On 12/10/2013 09:55 AM, Adam Young wrote:
On 12/10/2013 05:24 AM, Flavio Percoco wrote:
On 09/12/13 19:45 -0800, Alex Gaynor wrote:
Would it make sense to use the `enum34` package, which is a backport
of teh
enum package from py3k?

+1

This is what we were using in Marconi.
So... they seem to be doing something different from Flufl, as IntEnums
are not working the same way.  I wonder if it is just update lag, and
Flufl is the Upstream for the changes.

With only a change to the import and requirements, it builds and runs,
but raises:

Traceback (most recent call last):
   File "keystone/tests/test_revoke.py", line 65, in test_list_is_sorted
     valid_until=valid_until))
   File "keystone/contrib/revoke/core.py", line 74, in __init__
     setattr(self, k, v)
   File "keystone/contrib/revoke/core.py", line 82, in scope_type
     self._scope_type = ScopeType[value]
   File
"/opt/stack/keystone/.venv/lib/python2.7/site-packages/enum/__init__.py", line
352, in __getitem__
     return cls._member_map_[name]
KeyError: 1

This seems to say that you cannot access an IntEnum as an integer, which
just seems broken.

What precisely is the benefit of an IntEnum?

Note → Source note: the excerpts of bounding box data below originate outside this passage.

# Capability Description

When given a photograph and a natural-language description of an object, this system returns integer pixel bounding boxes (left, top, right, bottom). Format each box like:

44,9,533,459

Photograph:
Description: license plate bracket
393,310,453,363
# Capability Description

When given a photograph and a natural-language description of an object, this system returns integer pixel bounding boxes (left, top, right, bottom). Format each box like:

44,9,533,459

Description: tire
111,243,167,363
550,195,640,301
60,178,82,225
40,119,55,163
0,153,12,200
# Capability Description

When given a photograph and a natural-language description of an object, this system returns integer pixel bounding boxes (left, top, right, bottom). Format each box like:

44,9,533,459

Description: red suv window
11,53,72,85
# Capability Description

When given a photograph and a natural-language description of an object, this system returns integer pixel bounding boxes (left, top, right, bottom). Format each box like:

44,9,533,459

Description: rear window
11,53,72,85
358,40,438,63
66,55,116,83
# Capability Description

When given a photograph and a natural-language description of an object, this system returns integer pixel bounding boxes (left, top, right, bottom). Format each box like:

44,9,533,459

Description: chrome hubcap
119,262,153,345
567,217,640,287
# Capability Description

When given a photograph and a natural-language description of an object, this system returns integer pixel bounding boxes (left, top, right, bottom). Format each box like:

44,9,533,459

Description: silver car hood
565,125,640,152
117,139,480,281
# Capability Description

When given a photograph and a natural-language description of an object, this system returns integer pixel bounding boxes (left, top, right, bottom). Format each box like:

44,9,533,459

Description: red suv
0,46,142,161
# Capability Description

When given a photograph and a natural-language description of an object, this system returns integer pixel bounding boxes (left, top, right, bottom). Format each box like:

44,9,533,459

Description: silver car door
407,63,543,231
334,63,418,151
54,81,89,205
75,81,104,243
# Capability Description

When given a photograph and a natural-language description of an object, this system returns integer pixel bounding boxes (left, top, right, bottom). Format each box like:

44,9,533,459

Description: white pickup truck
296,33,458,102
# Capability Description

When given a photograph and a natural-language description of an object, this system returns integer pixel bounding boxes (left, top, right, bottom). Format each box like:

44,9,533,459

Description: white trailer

From the example in the flufl.enum docs:

>>> from flufl.enum import IntEnum
>>> class Animals(IntEnum):
...     ant = 1
...     bee = 2
...     cat = 3

>>> int(Animals.bee)
2

Wow. That is so amazing. Thank goodness there is a library for that.

Oh wait... I can do exactly the same thing without flufl.enum or any other library:

>>> class Animals:
...     ant = 1
...     bee = 2
...     cat = 3
...
>>> int(Animals.bee)
2

The IntEnum is my new definition of the most worthless class ever invented in the Python ecosystem -- taking the place of zope.interface on my personal wall of worthlessness.